New York: The bankrupt estate of Lehman Brothers Holdings Inc. and a trustee for its brokerage both sued Barclays Plc, seeking the return of a $5 billion (Rs23,150 crore) windfall.
Lehman seeks a trial to recover the money, along with damages, according to the lawsuit, filed as an adversary proceeding in Lehman’s main case in a US bankruptcy court in Manhattan. Undisclosed features of the sale included $5-7 billion in excess collateral under a repurchase agreement, $2.7 billion added while a sale hearing in court was in progress, and $2.3 billion in margin deposits added after the sale was approved, lawyers for Lehman said.
The sale transaction was secretly structured from the outset to give Barclays an immediate and enormous windfall profit, lawyers for Lehman said, claiming some Lehman executives knew the information without revealing it to the company’s management, board or attorneys.
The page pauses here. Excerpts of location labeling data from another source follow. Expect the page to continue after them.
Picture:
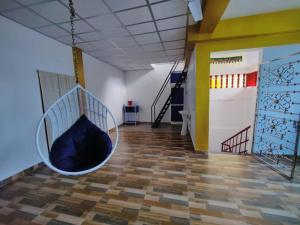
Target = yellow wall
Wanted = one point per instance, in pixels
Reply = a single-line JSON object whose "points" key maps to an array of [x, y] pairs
{"points": [[231, 35]]}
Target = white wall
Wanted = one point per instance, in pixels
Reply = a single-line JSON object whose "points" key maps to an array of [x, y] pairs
{"points": [[279, 51], [143, 85], [107, 83], [23, 51]]}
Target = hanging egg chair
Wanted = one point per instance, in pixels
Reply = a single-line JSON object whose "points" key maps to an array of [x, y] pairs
{"points": [[77, 134], [72, 136]]}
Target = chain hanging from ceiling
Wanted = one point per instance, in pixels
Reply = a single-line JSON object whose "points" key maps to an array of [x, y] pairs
{"points": [[72, 23]]}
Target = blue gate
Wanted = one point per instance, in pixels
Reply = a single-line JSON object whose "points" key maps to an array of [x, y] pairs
{"points": [[276, 135]]}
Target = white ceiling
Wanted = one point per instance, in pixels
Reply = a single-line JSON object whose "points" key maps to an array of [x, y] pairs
{"points": [[128, 34], [239, 8]]}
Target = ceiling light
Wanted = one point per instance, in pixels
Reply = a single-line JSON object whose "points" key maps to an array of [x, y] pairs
{"points": [[195, 8]]}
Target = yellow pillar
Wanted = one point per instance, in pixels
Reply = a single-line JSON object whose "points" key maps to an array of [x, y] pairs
{"points": [[78, 65], [202, 98]]}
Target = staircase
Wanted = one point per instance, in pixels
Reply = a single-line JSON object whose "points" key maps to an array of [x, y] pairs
{"points": [[237, 143], [156, 120]]}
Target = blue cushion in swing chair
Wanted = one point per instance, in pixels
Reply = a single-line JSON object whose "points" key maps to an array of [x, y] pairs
{"points": [[81, 147]]}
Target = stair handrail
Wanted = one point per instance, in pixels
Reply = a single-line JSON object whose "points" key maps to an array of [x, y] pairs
{"points": [[173, 68], [228, 144]]}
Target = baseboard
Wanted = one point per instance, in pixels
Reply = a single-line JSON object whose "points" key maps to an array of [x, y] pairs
{"points": [[20, 174]]}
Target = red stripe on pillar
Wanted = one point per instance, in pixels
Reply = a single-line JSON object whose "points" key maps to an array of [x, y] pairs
{"points": [[221, 81], [226, 80]]}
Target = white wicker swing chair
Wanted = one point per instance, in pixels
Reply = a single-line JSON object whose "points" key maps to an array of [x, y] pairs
{"points": [[63, 114]]}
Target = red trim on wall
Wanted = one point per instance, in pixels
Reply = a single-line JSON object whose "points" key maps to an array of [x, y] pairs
{"points": [[251, 79]]}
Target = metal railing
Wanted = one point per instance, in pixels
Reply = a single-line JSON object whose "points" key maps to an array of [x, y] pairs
{"points": [[163, 87], [237, 142]]}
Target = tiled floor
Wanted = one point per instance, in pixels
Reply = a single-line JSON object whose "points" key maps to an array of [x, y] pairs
{"points": [[155, 178]]}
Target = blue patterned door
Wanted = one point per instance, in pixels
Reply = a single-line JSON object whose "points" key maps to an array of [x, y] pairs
{"points": [[277, 114]]}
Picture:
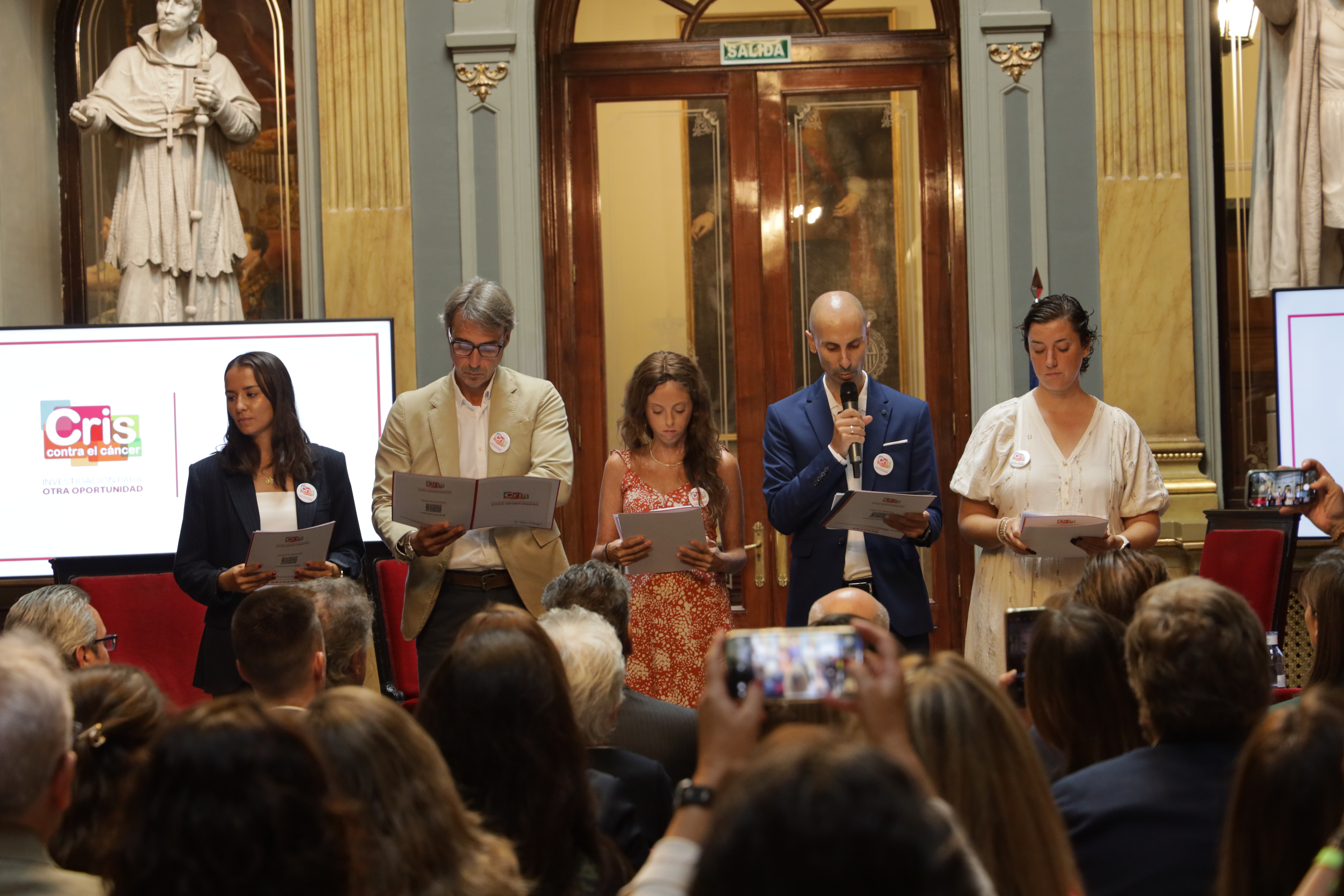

Barclays also failed to pay about $500 million in bonuses and paid only $238 million of $1.5 billion in other obligations, according to the lawsuit.
Separately, James Giddens, the trustee liquidating Lehman’s brokerage on behalf of the US Securities Investor Protection Corp., filed a lawsuit alleging cash and other assets worth $6.7 billion weren’t sold to Barclays. He also seeks to recover all other undisclosed benefits that Barclays obtained at the expense of the Lehman estate.
In a third lawsuit filed, Lehman creditors seek a ruling that the transaction that gave Barclays the $5 billion was never approved by the court. They say a clarification letter, dated 20 September, wasn’t presented in court when US bankruptcy judge James Peck approved the sale on 19 September.
The letter crystallized Barclays receipt of a secret, undisclosed, $5 billion block discount on the assets it bought from Lehman, creditors said in the complaint.
Lehman previously said in court documents that executives including Ian Lowitt, Paolo Tonucci and Bart McDade knew that Barclays was getting securities valued at about $50 billion for $45 billion in cash.
Lehman’s $1.75 billion sale to London-based Barclays was approved following the biggest bankruptcy in US history. Peck overruled creditors’ objections that the sale was moving too quickly. He said it was clear there were no other purchasers, and that the deal was needed to help stabilize global financial markets.
Harvey Miller, Lehman’s bankruptcy lawyer, said at the time that the Barclays deal needed to close as soon as possible or employees would flee and there wouldn’t be anything left to sell.
Michael O’Looney, a Barclays spokesman, declined to comment.